Poly(ADP-ribose) polymerases (PARPs) are enzymes that use NAD+ as a substrate to add poly(ADP)ribose (PAR) to other proteins or themselves, leading to a changed three-dimensional and electrostatic surface of the modified proteins. PAR has been shown to be linked to transcriptional regulation, genome organization and DNA-repair. The human PARP family consists of 17 members that all contain a catalytic PARP domain and additional specificity domains (1). The founding member, PARP-1, is triggered by DNA strand breaks and its activation results in the recruitment of the DNA repair machinery thus initiating a cellular response to DNA-damage. PARP-specific inhibitors have been developed that target the NAD+-binding site and inhibit the activity of PARP-1 (and possibly other PARPs). These inhibitors are effective against inflammation, neurodegenerative and vascular diseases, and several are in clinical trials as cancer drugs. PARP-10 is a 1025-residue nuclear and cytosolic protein with a C-terminal consensus PARP domain that is also implicated in binding to the Myc protein (2 – 4).

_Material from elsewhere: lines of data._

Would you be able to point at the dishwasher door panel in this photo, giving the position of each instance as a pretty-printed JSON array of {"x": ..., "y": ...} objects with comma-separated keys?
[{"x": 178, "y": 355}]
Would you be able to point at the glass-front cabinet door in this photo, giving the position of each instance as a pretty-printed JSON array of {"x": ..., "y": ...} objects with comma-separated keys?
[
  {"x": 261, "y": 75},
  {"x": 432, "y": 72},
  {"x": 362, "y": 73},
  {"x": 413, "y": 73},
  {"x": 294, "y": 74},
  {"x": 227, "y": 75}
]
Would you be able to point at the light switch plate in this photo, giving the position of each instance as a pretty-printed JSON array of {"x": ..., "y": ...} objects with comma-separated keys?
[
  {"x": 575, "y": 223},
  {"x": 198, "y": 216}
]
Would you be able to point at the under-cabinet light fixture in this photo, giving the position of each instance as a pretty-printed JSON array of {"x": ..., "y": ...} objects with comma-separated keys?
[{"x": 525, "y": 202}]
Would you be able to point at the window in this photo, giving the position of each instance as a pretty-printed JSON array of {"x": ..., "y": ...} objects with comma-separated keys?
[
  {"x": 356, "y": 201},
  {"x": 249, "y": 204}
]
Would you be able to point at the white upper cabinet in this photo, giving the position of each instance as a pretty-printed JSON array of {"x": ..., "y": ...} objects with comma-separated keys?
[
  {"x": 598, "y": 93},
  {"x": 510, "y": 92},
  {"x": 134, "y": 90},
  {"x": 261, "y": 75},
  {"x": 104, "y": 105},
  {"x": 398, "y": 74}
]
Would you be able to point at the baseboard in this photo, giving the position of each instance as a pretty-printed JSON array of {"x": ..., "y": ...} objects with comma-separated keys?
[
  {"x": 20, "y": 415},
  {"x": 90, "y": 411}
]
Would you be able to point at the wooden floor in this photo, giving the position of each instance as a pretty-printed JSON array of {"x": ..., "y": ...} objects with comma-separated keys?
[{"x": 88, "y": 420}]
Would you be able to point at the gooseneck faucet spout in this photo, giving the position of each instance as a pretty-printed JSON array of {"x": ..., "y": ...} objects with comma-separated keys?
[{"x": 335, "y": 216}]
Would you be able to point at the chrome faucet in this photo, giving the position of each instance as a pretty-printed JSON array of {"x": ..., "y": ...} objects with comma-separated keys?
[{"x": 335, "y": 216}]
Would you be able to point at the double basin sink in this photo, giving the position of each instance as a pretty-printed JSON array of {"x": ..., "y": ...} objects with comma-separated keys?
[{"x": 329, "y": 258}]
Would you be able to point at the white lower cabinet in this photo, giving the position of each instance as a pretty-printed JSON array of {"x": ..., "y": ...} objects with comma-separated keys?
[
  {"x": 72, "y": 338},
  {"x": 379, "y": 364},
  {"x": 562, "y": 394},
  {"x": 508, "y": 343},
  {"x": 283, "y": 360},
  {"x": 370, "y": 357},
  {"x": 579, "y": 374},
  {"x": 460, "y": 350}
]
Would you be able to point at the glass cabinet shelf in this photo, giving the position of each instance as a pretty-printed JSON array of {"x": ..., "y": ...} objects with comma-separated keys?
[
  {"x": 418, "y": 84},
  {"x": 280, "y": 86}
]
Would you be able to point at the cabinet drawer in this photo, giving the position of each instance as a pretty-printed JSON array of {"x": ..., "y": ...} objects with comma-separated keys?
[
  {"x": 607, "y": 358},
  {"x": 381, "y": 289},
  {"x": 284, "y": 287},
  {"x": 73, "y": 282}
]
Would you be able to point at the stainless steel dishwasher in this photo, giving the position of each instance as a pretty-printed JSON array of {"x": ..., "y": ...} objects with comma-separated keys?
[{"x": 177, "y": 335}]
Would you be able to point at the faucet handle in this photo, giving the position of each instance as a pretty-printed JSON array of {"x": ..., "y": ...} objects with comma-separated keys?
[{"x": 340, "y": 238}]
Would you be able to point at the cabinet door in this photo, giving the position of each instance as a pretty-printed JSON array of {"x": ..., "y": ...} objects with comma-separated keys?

Although little is known about the substrate spectrum for PARP-10, Myc does not seem to be among them, and PARP-10 is capable of both histone modification and automodification (2). Intriguingly, PARP-10 catalyzes mono- and not poly-ADP-ribosylation reactions, a fact that has been attributed to the absence of an otherwise conserved glutamate residue in the active site (5). We have determined the crystal structure of the catalytic domain of human PARP-10 in complex with the inhibitor 3-aminobenzamide at 2.1 Å resolution.

References

  1. Hakmé A., Wong H-K, Dantzer F. and Schreiber V. (2008). The expanding field of poly(ADP-ribosyl)ation reactions. EMBO reports 11, 1094-1100.
  2. Yu M, Schreek S, Cerni C, Schamberger C et al, and Lüscher B (2005) PARP-10, a novel Myc-interacting protein with poly(ADP-ribose) polymerase activity, inhibits transformation. Oncogene 17, 1982-1993.
  3. Lesniewicz K, Lüscher-Firzlaff J, Poreba E, Fuchs P, Walsemann G, Wiche G and Lüscher B (2005) Overlap of the gene encoding the novel poly(ADP-ribose) polymerase Parp10 with the plectin 1 gene and common use of exon sequences. Genomics 86, 38-46.
  4. Chou HY, Chou HT and Lee SC (2006) CDK-dependent activation of poly(ADP-ribose) polymerase member 10 (PARP10). J. Biol. Chem. 281, 15201-15207.
  5. Kleine H, Poreba E, Lesniewicz K, Hassa PO, Hottiger MO, Litchfield DW, Shilton BH and Lüscher B (2008) Substrate-assisted catalysis by PARP10 limits its activity to mono-ADP-Ribosylation. Mol. Cell 32, 57-69.